The Social Media Engine
A key feature of the Admin App is its ability to act as a marketing content generator. With a single click, the app can take a completed puzzle—the image, the curated hints, and the answer—and package it into ready-to-post formats for social media. It can generate assets for Instagram carousels, frames for TikTok videos, and copy for posts, all pre-formatted and ready to go. This turns every puzzle created for the game into a potential marketing asset, creating a seamless and incredibly efficient pipeline from content creation to audience engagement.

The Feedback Loop - Data-Driven Curation

Example MuseMatch Analytics for the top performing puzzles

Example MuseMatch Analytics showing difficulty vs engagement
A great game isn't just about great content; it's about a great experience.
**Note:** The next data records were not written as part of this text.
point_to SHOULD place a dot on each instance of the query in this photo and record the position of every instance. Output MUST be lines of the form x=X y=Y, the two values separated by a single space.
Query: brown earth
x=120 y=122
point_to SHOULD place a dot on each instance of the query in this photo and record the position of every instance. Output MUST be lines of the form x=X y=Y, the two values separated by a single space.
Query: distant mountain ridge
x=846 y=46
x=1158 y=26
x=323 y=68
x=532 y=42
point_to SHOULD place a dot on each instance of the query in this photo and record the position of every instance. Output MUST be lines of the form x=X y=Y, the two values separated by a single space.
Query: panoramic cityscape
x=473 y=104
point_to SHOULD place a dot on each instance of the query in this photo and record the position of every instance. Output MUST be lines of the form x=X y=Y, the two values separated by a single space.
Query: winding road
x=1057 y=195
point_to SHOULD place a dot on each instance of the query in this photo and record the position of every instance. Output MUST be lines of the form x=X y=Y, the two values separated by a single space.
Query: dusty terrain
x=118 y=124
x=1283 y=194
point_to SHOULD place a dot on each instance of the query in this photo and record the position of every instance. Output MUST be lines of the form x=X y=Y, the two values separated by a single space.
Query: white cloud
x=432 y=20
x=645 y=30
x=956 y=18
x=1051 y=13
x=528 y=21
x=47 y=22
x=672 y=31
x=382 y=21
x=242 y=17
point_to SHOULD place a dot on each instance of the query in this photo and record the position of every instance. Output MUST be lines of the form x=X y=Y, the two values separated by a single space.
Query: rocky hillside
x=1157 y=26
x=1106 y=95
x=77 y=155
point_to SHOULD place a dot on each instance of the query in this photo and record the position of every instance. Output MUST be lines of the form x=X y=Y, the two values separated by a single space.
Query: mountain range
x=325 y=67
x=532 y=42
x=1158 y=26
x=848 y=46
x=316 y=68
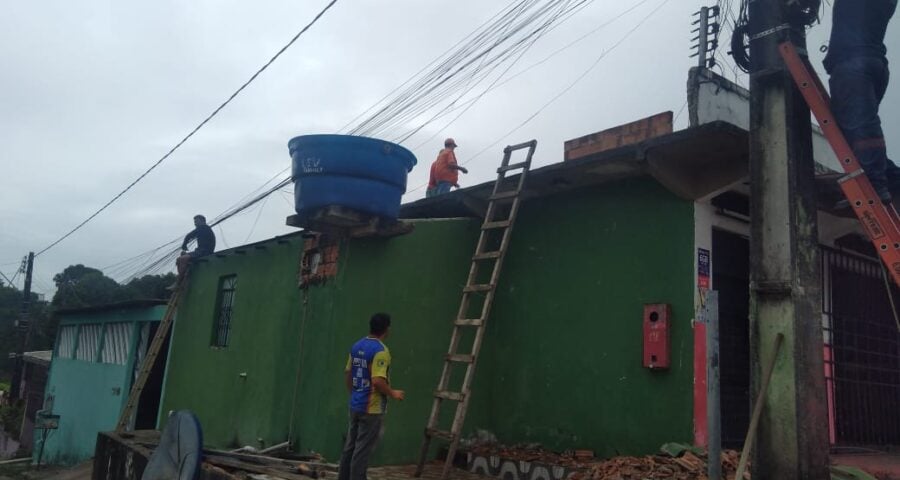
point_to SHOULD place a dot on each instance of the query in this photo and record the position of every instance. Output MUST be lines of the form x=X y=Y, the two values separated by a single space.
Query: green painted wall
x=562 y=359
x=88 y=396
x=565 y=340
x=235 y=410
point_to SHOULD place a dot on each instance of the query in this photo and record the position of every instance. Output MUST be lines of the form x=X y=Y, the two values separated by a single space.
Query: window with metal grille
x=66 y=346
x=116 y=341
x=224 y=309
x=88 y=342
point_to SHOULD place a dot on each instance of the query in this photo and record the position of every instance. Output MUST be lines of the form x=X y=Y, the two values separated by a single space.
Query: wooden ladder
x=503 y=206
x=880 y=221
x=153 y=351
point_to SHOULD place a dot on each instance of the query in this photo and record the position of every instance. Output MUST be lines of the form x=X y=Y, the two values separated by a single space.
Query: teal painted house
x=97 y=353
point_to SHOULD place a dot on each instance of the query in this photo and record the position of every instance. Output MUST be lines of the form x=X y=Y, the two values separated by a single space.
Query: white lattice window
x=88 y=342
x=66 y=346
x=116 y=341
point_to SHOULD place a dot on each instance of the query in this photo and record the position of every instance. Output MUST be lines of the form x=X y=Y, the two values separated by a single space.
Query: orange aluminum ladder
x=880 y=221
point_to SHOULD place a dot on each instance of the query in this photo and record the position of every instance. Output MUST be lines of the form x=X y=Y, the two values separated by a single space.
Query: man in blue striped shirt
x=367 y=376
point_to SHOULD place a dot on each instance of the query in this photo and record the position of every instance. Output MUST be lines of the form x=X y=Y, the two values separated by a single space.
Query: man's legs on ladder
x=857 y=87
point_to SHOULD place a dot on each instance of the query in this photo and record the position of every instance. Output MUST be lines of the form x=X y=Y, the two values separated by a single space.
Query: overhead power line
x=195 y=130
x=566 y=89
x=499 y=41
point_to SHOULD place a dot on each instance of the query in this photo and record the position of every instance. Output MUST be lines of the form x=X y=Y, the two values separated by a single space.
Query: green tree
x=150 y=286
x=79 y=286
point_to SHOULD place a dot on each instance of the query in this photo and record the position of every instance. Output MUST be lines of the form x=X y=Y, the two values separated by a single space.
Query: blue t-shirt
x=858 y=30
x=368 y=358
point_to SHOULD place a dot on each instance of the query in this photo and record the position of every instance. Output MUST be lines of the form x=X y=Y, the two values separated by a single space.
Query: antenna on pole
x=707 y=39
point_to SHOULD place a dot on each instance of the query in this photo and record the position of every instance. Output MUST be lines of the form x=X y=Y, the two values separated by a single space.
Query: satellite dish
x=180 y=450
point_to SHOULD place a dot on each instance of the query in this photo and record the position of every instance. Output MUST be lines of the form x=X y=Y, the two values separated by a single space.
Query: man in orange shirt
x=444 y=171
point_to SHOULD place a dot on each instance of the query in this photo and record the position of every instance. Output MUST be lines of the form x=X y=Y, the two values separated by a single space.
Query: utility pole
x=785 y=290
x=23 y=328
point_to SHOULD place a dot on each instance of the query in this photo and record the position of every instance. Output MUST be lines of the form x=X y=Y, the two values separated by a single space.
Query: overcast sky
x=94 y=92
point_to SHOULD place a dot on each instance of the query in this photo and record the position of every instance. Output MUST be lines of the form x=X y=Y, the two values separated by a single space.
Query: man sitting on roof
x=444 y=171
x=206 y=244
x=858 y=66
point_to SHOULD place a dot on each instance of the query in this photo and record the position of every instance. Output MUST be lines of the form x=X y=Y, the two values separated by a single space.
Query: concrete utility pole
x=785 y=291
x=23 y=327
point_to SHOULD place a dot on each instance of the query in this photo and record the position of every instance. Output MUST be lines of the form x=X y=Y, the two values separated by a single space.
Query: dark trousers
x=857 y=87
x=362 y=436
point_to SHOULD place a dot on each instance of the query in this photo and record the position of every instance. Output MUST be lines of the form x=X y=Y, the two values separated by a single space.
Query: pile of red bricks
x=687 y=466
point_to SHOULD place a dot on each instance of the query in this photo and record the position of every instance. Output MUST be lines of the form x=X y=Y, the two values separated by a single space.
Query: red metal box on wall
x=657 y=318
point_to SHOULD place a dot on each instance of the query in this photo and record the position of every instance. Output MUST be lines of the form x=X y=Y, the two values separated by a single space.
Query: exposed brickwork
x=628 y=134
x=432 y=472
x=318 y=261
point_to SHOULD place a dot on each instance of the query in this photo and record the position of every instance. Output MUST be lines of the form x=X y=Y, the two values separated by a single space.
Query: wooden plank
x=236 y=464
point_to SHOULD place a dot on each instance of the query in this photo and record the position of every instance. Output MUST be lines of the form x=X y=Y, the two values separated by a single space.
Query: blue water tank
x=364 y=174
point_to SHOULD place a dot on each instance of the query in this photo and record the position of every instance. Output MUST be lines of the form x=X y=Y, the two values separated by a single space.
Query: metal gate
x=862 y=351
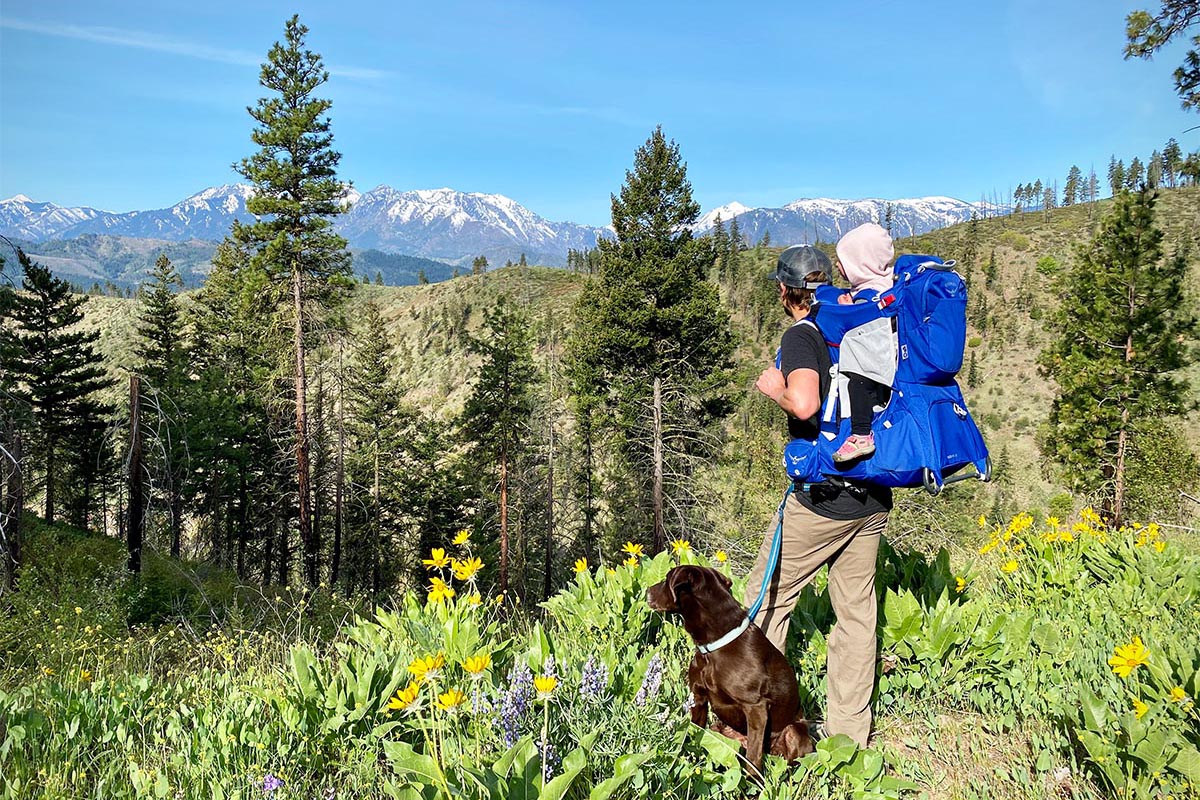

To ensure our puzzles are the perfect balance of challenging and fair, we built a robust analytics framework. This isn't just about tracking scores; it's about creating a data-driven feedback loop that continuously improves the game.
We evaluate every puzzle against key performance metrics:
Solve Rate: The primary indicator of difficulty. What percentage of players successfully solve a given puzzle?
Hints Used: On average, how many hints do players need? A puzzle that consistently requires all three hints might be too obscure or its art too abstract.
Time to Solve: This metric helps us differentiate between an easy puzzle and one that is enjoyably challenging.
This data is fed back into our content strategy, allowing us to refine our AI prompts and hint generation process. It's a self-improving system where real player engagement informs our creative direction. This analytical rigor is how we build not just fun games, but engaging, optimized digital experiences—a core capability of NYX Studio Labs.